Evy and Max both valued education and academic achievement, which left a deep impression on my brothers and me. Although our parents did not always articulate these values, they were nevertheless transmitted, perhaps through their DNA. Mom and Dad were never more happy and proud than when each of their children graduated from university; me, from the Faculties of Arts and Education; Edward from the Faculties of Arts and Medicine (certified in family medicine); and Neil from the Faculty of Medicine (certified in internal medicine and medical oncology). My father, in particular, was very proud that we were the third generation of Berinsteins to graduate from the University of Manitoba.
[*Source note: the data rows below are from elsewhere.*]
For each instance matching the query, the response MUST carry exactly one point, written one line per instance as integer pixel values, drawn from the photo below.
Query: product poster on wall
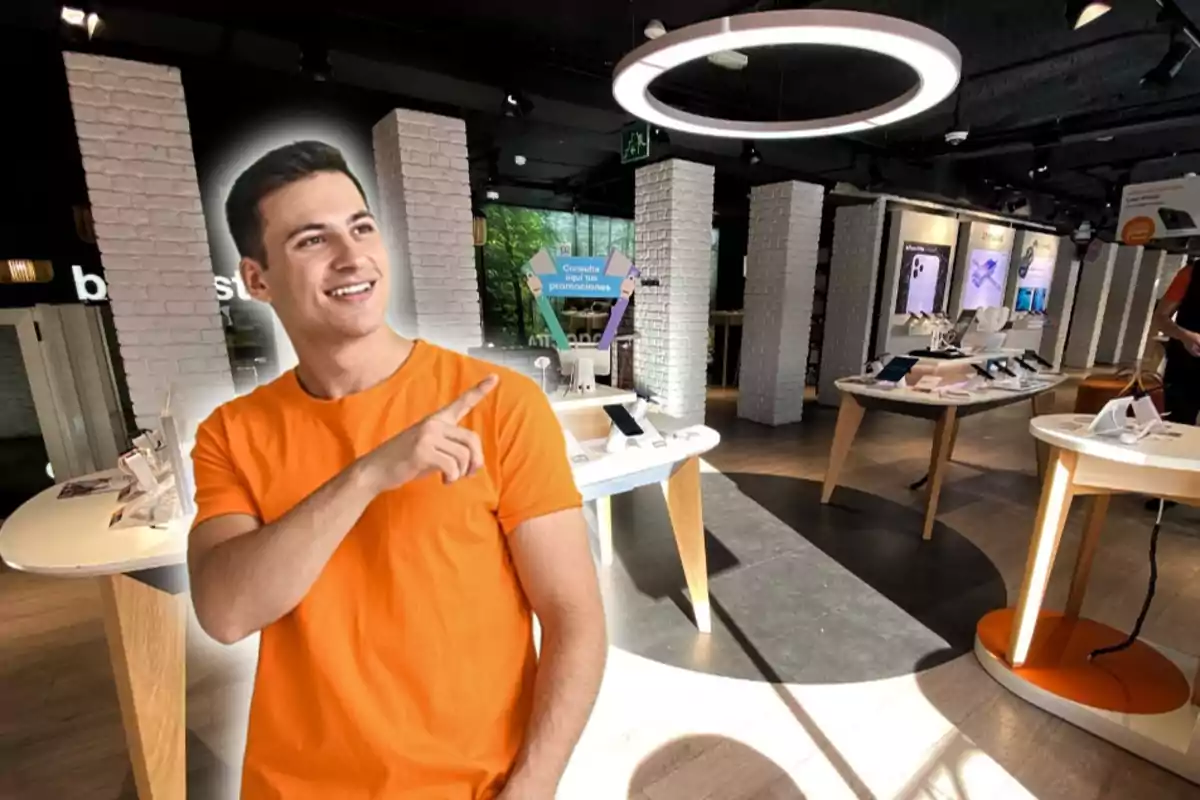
(987, 277)
(923, 272)
(1035, 270)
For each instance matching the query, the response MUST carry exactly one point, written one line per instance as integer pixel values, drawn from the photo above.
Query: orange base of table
(1138, 680)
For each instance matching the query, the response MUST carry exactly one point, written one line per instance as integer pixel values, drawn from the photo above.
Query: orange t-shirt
(1179, 288)
(407, 671)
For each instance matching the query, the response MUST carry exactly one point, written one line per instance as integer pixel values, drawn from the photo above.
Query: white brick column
(850, 306)
(1141, 304)
(781, 266)
(1116, 310)
(1091, 298)
(425, 197)
(145, 200)
(673, 242)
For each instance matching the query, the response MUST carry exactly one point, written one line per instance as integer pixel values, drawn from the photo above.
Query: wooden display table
(1140, 698)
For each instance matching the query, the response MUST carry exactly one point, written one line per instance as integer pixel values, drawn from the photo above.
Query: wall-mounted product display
(1159, 210)
(1033, 259)
(923, 270)
(981, 271)
(916, 276)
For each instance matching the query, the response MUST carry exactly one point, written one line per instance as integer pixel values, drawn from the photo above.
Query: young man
(387, 515)
(1177, 314)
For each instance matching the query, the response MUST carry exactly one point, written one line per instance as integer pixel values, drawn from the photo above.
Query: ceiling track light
(1163, 73)
(1081, 12)
(750, 154)
(516, 104)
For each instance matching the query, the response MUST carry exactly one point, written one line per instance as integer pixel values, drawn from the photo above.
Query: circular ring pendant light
(933, 56)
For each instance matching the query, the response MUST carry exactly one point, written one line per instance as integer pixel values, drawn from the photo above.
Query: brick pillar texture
(781, 264)
(425, 193)
(137, 154)
(850, 307)
(673, 241)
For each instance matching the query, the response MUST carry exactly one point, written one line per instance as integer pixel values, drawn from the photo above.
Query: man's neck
(336, 371)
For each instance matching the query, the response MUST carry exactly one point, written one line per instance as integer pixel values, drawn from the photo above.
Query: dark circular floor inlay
(801, 593)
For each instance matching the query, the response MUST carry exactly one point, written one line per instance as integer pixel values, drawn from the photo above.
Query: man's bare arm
(245, 576)
(556, 570)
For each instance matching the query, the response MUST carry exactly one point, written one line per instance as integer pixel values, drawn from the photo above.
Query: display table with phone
(1143, 698)
(142, 582)
(666, 453)
(945, 408)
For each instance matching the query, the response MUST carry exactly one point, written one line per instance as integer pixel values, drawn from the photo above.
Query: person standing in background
(388, 515)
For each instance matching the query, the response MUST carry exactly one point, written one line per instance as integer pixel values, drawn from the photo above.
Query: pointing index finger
(462, 405)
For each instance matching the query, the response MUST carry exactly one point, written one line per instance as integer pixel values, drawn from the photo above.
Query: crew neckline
(406, 368)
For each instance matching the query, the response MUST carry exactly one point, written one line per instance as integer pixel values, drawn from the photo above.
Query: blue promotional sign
(581, 276)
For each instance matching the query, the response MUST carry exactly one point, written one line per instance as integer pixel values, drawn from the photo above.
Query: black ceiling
(1033, 94)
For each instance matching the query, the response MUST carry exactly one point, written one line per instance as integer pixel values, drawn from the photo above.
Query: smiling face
(327, 269)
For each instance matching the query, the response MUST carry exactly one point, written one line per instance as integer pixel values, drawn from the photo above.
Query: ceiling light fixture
(516, 104)
(1163, 73)
(1081, 12)
(933, 56)
(750, 154)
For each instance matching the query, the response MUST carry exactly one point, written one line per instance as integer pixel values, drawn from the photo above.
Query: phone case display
(985, 280)
(923, 272)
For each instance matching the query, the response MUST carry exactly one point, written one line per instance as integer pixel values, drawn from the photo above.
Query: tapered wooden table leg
(1057, 491)
(145, 630)
(604, 529)
(1097, 511)
(943, 441)
(682, 492)
(850, 416)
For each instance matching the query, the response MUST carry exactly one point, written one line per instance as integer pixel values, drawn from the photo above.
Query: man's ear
(253, 276)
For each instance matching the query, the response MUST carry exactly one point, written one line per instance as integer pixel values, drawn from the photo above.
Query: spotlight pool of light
(933, 56)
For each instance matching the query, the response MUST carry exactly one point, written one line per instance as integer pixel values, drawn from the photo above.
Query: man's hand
(1192, 342)
(436, 444)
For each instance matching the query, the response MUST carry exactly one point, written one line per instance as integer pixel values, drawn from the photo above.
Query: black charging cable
(1150, 594)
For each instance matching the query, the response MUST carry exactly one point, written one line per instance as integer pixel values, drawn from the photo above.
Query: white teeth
(357, 288)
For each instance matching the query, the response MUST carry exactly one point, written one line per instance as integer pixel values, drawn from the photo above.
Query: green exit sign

Their greatest happiness, without a doubt, came with the birth of their grandchil-dren. First, there were my husband Martin's and my three daughters: Jacqueline, Karyn, and Lisa (the fourth generation to graduate from the University of Manito-ba); Eddie and his wife Mariette's three daughters: Stephanie, Nicol, and Rachel; and Neil and his wife Corinne's four sons: Jeffrey, Elliot, Andrew, and Zachary, all university graduates. Evy and Max communicated regularly with each of their grandchildren, were actively involved with them, and frequently visited Edward's family on the Sunshine Coast and Neil's family in Toronto. Our parents lived to witness the birth of the first two of their great-grandchildren, Jacqueline's twins, Ethan and Talia Hrabinsky.
Unfortunately, in the latter years of her life, Evy suffered a chronic, debilitating illness. She showed great courage and indomitable spirit during this time while Max selflessly and with loving patience cared for her. Max died in February 2004, only six weeks after Evelyn's death in January of the same year. Both Evy and Max, through their Jewish faith and devotion, commitment to family, profound belief in education and learning, and kindness and caring, were an inspiration to us all.